Is universal healthcare politically sustainable?

A universal system is simple, fair and effective. Americans can believe in those values. In America, publicly funded Medicare enjoys wide political support. People like the fact that Medicare beneficiaries have contributed to the program and that Medicare’s benefits are fairly distributed.

What if I already have employer coverage?

Look at employer-based systems now. Plans change annually, out-of-pocket costs go up, networks become more restricted and treatment covered last year may not be covered this year. Insurers restrict choice by denying provider-ordered care and by charging high fees if you go “out-of-network.”  With a universal system, most people with employer plans will have the same or better coverage and will pay less than they do now. They won’t be tied to their job because of the fear of losing health insurance. Mainers could even start a business and still have health care.

Employers will spend less time and money negotiating, administering and paying for employee coverage. This makes them more competitive in the global economy and may enable them to increase wages.
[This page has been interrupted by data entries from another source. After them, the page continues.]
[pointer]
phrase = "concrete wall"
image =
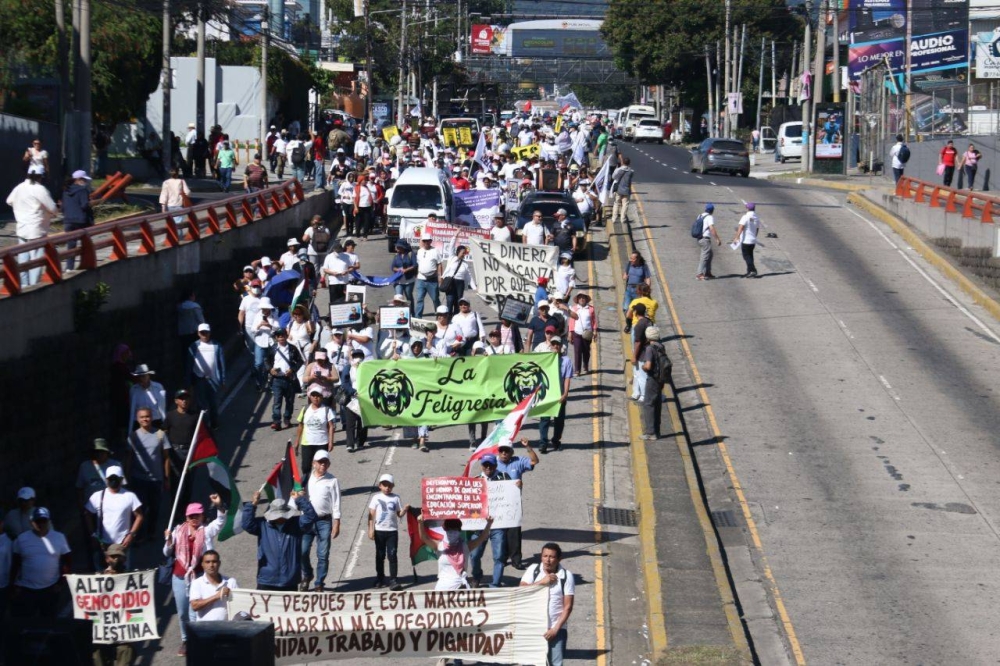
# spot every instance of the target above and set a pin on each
(56, 380)
(16, 134)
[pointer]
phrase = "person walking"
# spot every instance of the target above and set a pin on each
(949, 155)
(186, 543)
(33, 211)
(746, 235)
(550, 573)
(324, 493)
(279, 539)
(705, 243)
(970, 164)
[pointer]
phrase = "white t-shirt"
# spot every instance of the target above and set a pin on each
(534, 233)
(116, 511)
(314, 432)
(386, 511)
(707, 223)
(203, 588)
(448, 578)
(40, 558)
(558, 591)
(751, 226)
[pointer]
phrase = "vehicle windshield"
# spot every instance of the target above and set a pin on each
(416, 196)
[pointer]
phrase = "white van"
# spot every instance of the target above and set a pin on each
(418, 192)
(790, 140)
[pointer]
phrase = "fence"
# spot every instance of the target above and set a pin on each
(145, 234)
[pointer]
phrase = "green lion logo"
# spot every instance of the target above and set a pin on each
(391, 392)
(524, 378)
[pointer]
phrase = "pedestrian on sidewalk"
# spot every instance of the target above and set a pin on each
(746, 235)
(384, 511)
(949, 155)
(562, 589)
(324, 493)
(705, 243)
(970, 164)
(279, 539)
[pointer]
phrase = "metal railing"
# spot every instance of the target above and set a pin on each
(971, 205)
(147, 234)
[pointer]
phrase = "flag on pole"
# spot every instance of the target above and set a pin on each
(284, 478)
(205, 453)
(419, 552)
(504, 433)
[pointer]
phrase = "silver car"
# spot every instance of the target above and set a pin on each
(721, 155)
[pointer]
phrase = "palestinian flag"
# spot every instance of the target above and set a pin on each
(284, 478)
(205, 454)
(503, 433)
(419, 552)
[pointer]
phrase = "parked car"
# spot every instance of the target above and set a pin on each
(648, 129)
(548, 203)
(719, 154)
(790, 140)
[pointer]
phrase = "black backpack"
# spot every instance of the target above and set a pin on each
(698, 228)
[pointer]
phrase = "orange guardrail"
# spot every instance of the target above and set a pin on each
(156, 231)
(971, 205)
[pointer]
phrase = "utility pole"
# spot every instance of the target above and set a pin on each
(265, 45)
(165, 84)
(726, 75)
(83, 93)
(200, 88)
(760, 83)
(402, 63)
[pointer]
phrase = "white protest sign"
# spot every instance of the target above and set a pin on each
(505, 507)
(121, 606)
(511, 269)
(488, 625)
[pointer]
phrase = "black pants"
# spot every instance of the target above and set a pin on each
(513, 536)
(747, 249)
(355, 434)
(386, 545)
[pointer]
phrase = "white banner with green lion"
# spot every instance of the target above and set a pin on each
(452, 391)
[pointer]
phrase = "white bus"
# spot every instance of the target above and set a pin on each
(633, 115)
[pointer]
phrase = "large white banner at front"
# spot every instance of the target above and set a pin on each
(511, 269)
(488, 625)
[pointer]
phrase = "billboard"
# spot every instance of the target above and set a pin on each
(489, 39)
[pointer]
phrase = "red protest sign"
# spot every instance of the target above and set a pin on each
(459, 497)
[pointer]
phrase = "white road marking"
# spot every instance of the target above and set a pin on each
(888, 388)
(961, 308)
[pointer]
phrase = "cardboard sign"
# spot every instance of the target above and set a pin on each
(122, 607)
(393, 318)
(454, 497)
(504, 626)
(504, 507)
(346, 314)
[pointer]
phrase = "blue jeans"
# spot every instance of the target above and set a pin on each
(498, 544)
(428, 288)
(183, 604)
(322, 529)
(556, 648)
(282, 389)
(630, 296)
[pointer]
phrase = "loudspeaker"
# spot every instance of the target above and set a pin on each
(244, 643)
(48, 642)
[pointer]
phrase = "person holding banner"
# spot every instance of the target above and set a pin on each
(186, 543)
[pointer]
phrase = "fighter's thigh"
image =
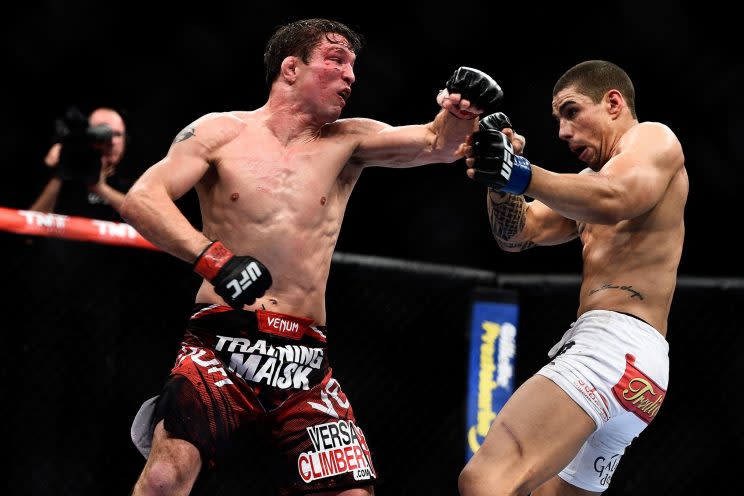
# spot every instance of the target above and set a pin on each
(172, 458)
(558, 487)
(538, 432)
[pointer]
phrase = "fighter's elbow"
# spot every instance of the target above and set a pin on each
(131, 205)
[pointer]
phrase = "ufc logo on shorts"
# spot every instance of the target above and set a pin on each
(249, 275)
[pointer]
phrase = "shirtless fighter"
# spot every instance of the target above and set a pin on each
(564, 430)
(273, 185)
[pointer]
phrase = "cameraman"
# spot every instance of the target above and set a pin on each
(84, 161)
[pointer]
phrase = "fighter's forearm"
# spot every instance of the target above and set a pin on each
(156, 217)
(114, 197)
(508, 214)
(448, 133)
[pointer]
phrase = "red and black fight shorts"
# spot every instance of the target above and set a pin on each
(271, 370)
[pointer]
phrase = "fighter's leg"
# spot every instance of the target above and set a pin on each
(558, 487)
(536, 434)
(171, 468)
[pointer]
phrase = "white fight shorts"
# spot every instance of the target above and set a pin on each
(616, 367)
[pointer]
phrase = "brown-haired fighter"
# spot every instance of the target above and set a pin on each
(564, 430)
(273, 184)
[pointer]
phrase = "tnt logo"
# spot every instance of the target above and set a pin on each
(248, 276)
(114, 229)
(37, 219)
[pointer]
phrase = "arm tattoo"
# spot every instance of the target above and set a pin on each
(187, 132)
(507, 214)
(633, 292)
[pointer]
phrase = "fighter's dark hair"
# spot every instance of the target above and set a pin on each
(299, 38)
(595, 78)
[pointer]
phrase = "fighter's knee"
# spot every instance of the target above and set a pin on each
(477, 480)
(163, 478)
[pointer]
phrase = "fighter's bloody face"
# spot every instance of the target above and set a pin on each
(326, 82)
(581, 123)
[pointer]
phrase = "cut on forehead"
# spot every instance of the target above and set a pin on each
(566, 96)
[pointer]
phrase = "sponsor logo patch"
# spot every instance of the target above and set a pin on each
(338, 448)
(637, 393)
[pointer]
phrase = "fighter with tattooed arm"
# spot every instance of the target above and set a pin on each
(565, 429)
(273, 184)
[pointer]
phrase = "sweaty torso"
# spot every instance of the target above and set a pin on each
(631, 266)
(282, 204)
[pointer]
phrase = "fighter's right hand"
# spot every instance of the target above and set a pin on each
(239, 280)
(480, 90)
(492, 158)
More entrepreneurs and people who work from home will be attracted to Maine. A universal, Maine system would encourage young people to stay here, growing our population and economy.

Will people lose jobs?

We envision a shift in jobs and a sustainable transition plan. More health care providers will be needed, and many insurance staff can be retrained for jobs that actually support healthcare. Funding will be provided for retraining.

Why is this better than a free-market system?

An essential ingredient of a free-market is enough information for the buyer to make a good choice.  Healthcare does not work like a normal free market. It is not a commodity or product like a car or cell phone. Doctors and hospitals do not post their true charges. The buyer (patient) can never obtain enough information and is seldom able to shop around for treatment. Thus, a free-market healthcare system puts patients at a disadvantage.

Almost every other country in the developed world has adopted a universal healthcare plan. These countries spend far less per person on healthcare than we do. They cover everyone and their citizens enjoy better health outcomes. There is huge waste in our free-market system. There is profit making at every level. There are too many middlemen, too much waste and too much bureaucracy that does nothing to contribute to peoples’ health.

With a universal system, there is peace of mind knowing that health care will always be there, no matter what health crisis might happen to you or your family. Universal coverage will be fair, efficient and lead to overall better health and a better future for Maine.